磨棒鋼流通の大博鋼業、九伸販売を統合 福岡営業所を移転、九州エリアの営業強化

 磨棒鋼流通最大手の大博鋼業(本社・大阪市西区、社長・山口毅氏)は2018年2月1日付で、同業者の九伸販売(本社・福岡県)を統合する。それに伴い、約4億円かけて福岡営業所を18年5月に統合移転し、九州エリアの営業を強化する。

 九伸販売の前身は磨棒鋼メーカーの九州機械伸鉄で、大博鋼業とは25年以上の取引がある。その後、16年1月に社名を九伸販売に変更し、磨棒鋼の流通として福岡県を中心に九州地区への販売網を確保した。同社の前期売上高は約3億円。両社は九州地区における今後の磨棒鋼の需要動向などを考慮し、今回の統合に至った。

 大博鋼業の山口社長は「九伸販売の人材や機材などを含めて当社の新しい福岡営業所に統合移転し、相乗効果を図って初年度売上高10億円を目指す」と話す。現在、大博鋼業の福岡営業所と九伸販売は異なる場所に立地。統合移転するにあたって、大博鋼業は先月19日に地鎮祭を開催し、工事をスタートさせた。

 移転後の福岡営業所は、福岡県糟屋郡須恵町に位置する。

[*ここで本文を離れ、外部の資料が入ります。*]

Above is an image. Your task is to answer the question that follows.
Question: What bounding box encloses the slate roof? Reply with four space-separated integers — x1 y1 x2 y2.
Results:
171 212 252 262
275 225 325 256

敷地面積は、旧福岡営業所の4・5倍に相当する約2700平方メートル。従業員は、九伸販売の全従業員(7人)を吸収するため19人となる。また、切断加工機を旧福岡営業所から2台、九伸販売から1台移管するだけでなく、ユーザーのニーズに対応するため新たに高機能切断機を2台導入する。そのほか、2・8トンクレーン機や配送トラックなどを配備し、300トンほど在庫可能な倉庫も設置する。「配送面などの有利性を生かした営業を展開し、安定供給を売りに、新規ユーザーを獲得する」(同)方針だ。

 九州地区の磨棒鋼需要は、大型建機や自動車向けなどが少なく、中部など他地域に比べると引き合いは乏しい。その中で、九伸販売を統合して営業人数を増やす大博鋼業は自動車向けだけでなく、中小規模の物流倉庫向けの搬送ローラーや省力化ロボット向けなどへも九州地区全域に拡販する考えだ。